I'm sending out a big hearty F*ing award to the Austrian Village of Fucking. No one could possibly deserve a good fucking more than them (except the people that keep stealing the signs).
Are the residents called Fuckers?
The residents want everyone to leave their Fucking sign alone.
6 comments:
oh my god imagine being the receptionist at the town hall :
(ring ring)
"hello, fucking town hall, how can we help you?"
i'm going to call the fucking town hall!
i have to stop now. i think my coworkers suspect i am *not* laughing at my "funny code".
me again, sorry. i went and pointed this out to my friend at work.
she's been there. she says there is fuck-all (euro-slang for 'nothing') there. she has a picture of herself in front of the sign, but it's in her loft. plus, as you don't know her, it wouldn't be as funny for you. in fact, this is only really funny for me now. i will shut up.
i cry foul. The title of the article clearly says "Germans not amused" I told Mr. Kaos about this... he's really German... He was very amused. I mean he's only one German... but he found it very funny.
He suggested though, that if they want people to stop stealing their signs that they sell them, along with shot glasses, t shirts, post cards etc etc.
Holly - when you call ask to speak to the fucking Bürgermeister. Did your friend steal one of the signs?

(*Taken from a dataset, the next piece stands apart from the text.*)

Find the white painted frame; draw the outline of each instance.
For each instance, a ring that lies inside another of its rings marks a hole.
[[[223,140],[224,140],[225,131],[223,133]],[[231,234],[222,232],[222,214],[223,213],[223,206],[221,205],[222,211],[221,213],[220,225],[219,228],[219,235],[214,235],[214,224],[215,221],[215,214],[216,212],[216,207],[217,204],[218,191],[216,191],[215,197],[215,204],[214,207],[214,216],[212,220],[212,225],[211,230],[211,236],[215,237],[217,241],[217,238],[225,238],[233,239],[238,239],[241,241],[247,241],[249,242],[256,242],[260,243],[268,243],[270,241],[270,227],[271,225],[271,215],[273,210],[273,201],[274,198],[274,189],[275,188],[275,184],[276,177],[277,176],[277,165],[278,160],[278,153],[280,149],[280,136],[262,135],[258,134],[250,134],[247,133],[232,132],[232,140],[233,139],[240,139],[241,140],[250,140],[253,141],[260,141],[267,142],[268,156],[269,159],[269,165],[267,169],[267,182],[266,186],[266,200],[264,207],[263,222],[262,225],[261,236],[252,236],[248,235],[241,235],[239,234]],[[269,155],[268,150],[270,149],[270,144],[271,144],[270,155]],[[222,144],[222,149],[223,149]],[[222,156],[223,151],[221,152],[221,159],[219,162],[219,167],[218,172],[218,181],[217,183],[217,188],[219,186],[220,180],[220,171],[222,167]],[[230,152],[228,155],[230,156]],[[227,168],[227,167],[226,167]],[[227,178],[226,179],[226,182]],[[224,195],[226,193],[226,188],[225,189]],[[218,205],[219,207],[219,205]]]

CK - I don't know why the Germans are so upset, the town is in Austria. I thought Mr. K might enjoy this.
okay, will do.
no, i don't think she did. pity that.
and i am 1/4 german, people! maiden name : schneider. doesn't *get* more german than that. but i'm only 1/4 of it. and *i'm* amused! so that's 1 1/4 of the germans, yes?
holly. it does get more German. Mike's last name. More German that yours.